Atteinte d'un rouge ravage, plus rien n'existe que sa colère et son corps bouillonne de décharges pulsionnelles qui lui demandent, sans qu'elle ne s'en rende compte, une énergie folle car herculéenne. Si Jackson était là, elle l'aurait frappé, la chose ne souffre d'aucun doute. Frappé parce qu'elle n'aurait pas été capable de cette mesure, de cette détermination et de cette canalisation qu'il faut à une femme pour gifler (seulement) un homme. La folie de son amour pour lui la rend dangereuse mais elle ne le sait pas encore. La libido doit forcément trouver un moyen pour s'exprimer, quand bien même il serait vicié.

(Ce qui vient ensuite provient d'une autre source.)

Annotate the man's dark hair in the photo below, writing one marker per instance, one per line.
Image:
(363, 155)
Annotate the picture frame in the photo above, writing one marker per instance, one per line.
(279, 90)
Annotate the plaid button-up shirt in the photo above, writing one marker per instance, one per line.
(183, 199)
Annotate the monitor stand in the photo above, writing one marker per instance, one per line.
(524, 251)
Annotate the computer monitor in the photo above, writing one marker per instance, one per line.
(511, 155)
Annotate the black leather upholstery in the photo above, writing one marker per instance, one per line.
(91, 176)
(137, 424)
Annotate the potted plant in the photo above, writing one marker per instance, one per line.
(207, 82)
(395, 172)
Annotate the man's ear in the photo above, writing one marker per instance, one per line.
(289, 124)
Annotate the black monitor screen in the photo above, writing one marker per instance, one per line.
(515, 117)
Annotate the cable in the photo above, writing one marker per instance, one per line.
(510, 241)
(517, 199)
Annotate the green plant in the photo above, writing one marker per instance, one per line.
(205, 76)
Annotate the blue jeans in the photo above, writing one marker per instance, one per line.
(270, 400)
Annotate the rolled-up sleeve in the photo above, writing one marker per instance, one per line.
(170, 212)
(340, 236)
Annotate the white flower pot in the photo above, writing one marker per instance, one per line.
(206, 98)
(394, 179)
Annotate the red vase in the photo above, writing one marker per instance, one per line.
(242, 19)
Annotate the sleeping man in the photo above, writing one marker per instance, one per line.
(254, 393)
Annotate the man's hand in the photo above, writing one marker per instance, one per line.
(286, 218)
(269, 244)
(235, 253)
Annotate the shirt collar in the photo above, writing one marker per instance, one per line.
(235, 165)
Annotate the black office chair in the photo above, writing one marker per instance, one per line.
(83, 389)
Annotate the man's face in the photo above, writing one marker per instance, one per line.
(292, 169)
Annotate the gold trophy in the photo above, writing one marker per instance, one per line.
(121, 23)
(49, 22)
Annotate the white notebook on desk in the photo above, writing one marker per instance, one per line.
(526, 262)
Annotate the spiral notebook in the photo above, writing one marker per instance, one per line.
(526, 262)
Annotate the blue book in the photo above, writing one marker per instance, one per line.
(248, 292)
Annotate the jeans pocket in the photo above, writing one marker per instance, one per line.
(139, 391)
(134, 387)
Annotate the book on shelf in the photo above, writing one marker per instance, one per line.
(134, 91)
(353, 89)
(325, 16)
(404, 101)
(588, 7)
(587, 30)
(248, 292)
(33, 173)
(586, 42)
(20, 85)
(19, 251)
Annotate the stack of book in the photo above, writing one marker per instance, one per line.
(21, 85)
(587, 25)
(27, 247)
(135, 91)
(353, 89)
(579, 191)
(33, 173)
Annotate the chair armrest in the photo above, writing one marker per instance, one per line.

Lorsqu'elle lui dit qu'il n'y a pas de vie possible sans lui, elle mesure chacun de se mots, lui faisant comprendre que la vie s'arrêterait net pour elle si jamais il n'était plus là. [...] Une seule vie, un seul amour. Elle le sait, il n'y a de vie que parce qu'elle est aimée de lui. Il n'y a de chaleur que dans le périmètre de son regard. Le froid et le néant se situent là où les yeux de son époux ne se posent pas. Son attraction à son endroit est des plus totales et des plus tyranniques. En d'autres termes, elle en est la subordonnée.
- Ne me refais plus ça mon amour.
- Ne me donne plus envie de partir, alors.
- Ne dis pas ça, c'est terrible ce que tu dis.
Jackson a le sentiment qu'il lui demande à mots couverts de devenir raisonnable. En verbalisant cela à la manière d'une dénégation, il lui confie son besoin de rester auprès d'elle. Anna a le sentiment qu'il avoue le désir latent de quitter le domicile conjugal ; l'aveu d'un désamour. Il y a un malentendu.
Le corps d'Anna venait de subir l'assaut d'un tsunami intérieur, une déferlante de chaleur qui parcourait le tout de son corps, qui rendait moite le bout de ses doigts et inondait son cœur d'une passion qui avait la saveur de l'éternité.
Ils s'aiment comme ils s'abîment : avec une intensité écarlate, de celle qui calcine.
Elle accompagne l'arsenic de ses paroles avec un de ces rires qui donnent des démangeaisons Urticantes, à en changer la couleur de l'épiderme. Sa bouche doit être à l'origine de nombreuses toxidermies.